Originally Posted by hollywood9826
Thats not a stat line like we would see today. The combo of average, and power, with so little Ks would make me belive it would be back in the 50s or earlier before they raised they mound.
If you hadnt thrown the NL MVP kicker in there I would have guessed it to be Ted Williams line, but thats alot triples Fenways short porch. Even given that I would have guessed Ted anyway.
I know Musial was pretty much the Ted Williams of the National league though. Had he not recently dies I would have probably never thought of them though (probably like most people). I think the Cards stadium at the time has pretty big like 350 plus down the lines. making the triples a little easier to manage.
I would have guessed Willie Mays but I dont think he ever hit for that high of an average.
Thats has to pretty much be Musial I think of anyone else.
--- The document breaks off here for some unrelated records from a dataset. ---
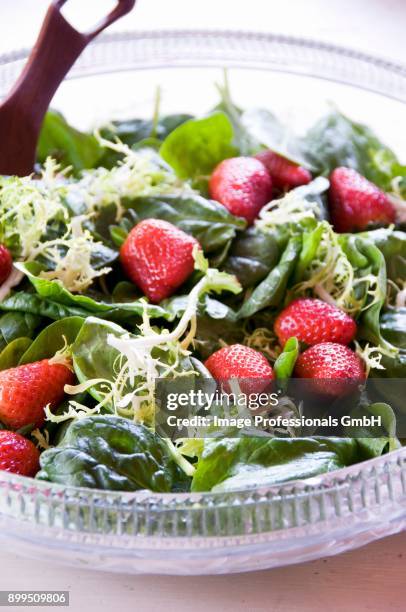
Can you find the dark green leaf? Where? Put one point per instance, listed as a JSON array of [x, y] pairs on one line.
[[251, 257], [10, 356], [272, 289], [336, 141], [53, 292], [196, 147], [110, 453], [66, 144], [285, 363], [52, 339], [235, 463], [14, 325], [209, 222]]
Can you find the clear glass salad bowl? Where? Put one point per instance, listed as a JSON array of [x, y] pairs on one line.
[[260, 527]]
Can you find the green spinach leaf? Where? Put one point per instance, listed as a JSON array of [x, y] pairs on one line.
[[236, 463], [271, 291], [52, 339], [209, 222], [252, 256], [196, 147], [110, 453], [285, 362], [10, 356], [336, 141], [54, 293], [15, 325], [66, 144]]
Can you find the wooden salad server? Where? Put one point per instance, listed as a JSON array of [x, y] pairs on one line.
[[22, 112]]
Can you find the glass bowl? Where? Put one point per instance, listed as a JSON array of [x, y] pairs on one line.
[[255, 528]]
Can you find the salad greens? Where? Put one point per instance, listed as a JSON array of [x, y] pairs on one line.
[[69, 300]]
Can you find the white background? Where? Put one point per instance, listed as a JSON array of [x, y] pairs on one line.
[[371, 578]]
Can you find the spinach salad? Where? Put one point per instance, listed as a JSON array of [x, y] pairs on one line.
[[75, 298]]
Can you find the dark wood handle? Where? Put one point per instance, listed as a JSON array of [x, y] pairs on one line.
[[57, 48]]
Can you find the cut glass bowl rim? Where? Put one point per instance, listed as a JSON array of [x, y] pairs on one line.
[[210, 48]]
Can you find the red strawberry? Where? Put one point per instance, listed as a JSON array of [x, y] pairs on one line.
[[243, 185], [158, 257], [17, 454], [313, 321], [6, 263], [336, 368], [240, 362], [285, 173], [27, 389], [356, 203]]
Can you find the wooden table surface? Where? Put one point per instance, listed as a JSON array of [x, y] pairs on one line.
[[370, 578]]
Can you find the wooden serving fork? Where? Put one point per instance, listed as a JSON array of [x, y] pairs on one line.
[[22, 112]]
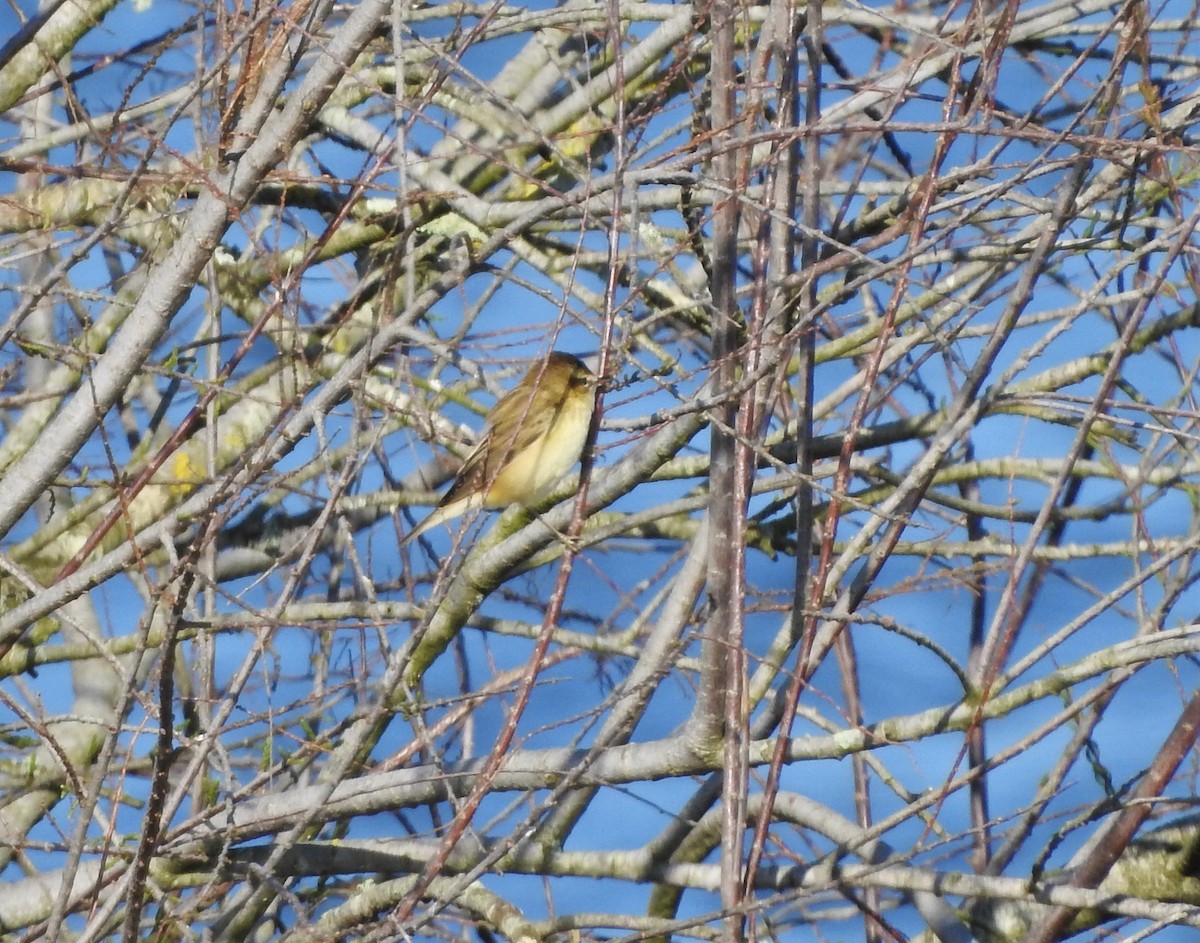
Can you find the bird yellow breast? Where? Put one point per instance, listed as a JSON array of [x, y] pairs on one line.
[[531, 473]]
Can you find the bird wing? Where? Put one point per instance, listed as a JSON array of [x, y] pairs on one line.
[[521, 419]]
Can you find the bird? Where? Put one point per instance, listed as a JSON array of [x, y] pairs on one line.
[[533, 436]]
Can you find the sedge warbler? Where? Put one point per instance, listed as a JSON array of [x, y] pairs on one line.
[[533, 436]]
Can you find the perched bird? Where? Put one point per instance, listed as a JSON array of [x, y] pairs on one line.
[[533, 437]]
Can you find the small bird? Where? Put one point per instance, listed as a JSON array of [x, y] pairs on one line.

Bingo. You know your baseball.
Stan the Man it was, in 1948. Cards didn't even go to the Series that year (Bob Feller's Cleveland Indians vs. the Boston Braves, "Spahn and Sain, pray for rain"). From his first full year in the league (1942), Stan had 16 straight .300 seasons, and never hit less than .330 between 1948-54. In 1962, at 41, he hit .330. And old Sportsman's Park, where my dad took me to watch Cardinals' games, was one of those old timey big, big ball parks - 351' to LF, 422' to CF, 354' to right-center, but just 310' down the LF line. Browns played there til 1953, when they moved to, ta da, Baltimore and became the Orioles. Life magazine annointed Stan the Man the best player in MLB between 1946-55. He was, literally, The Man.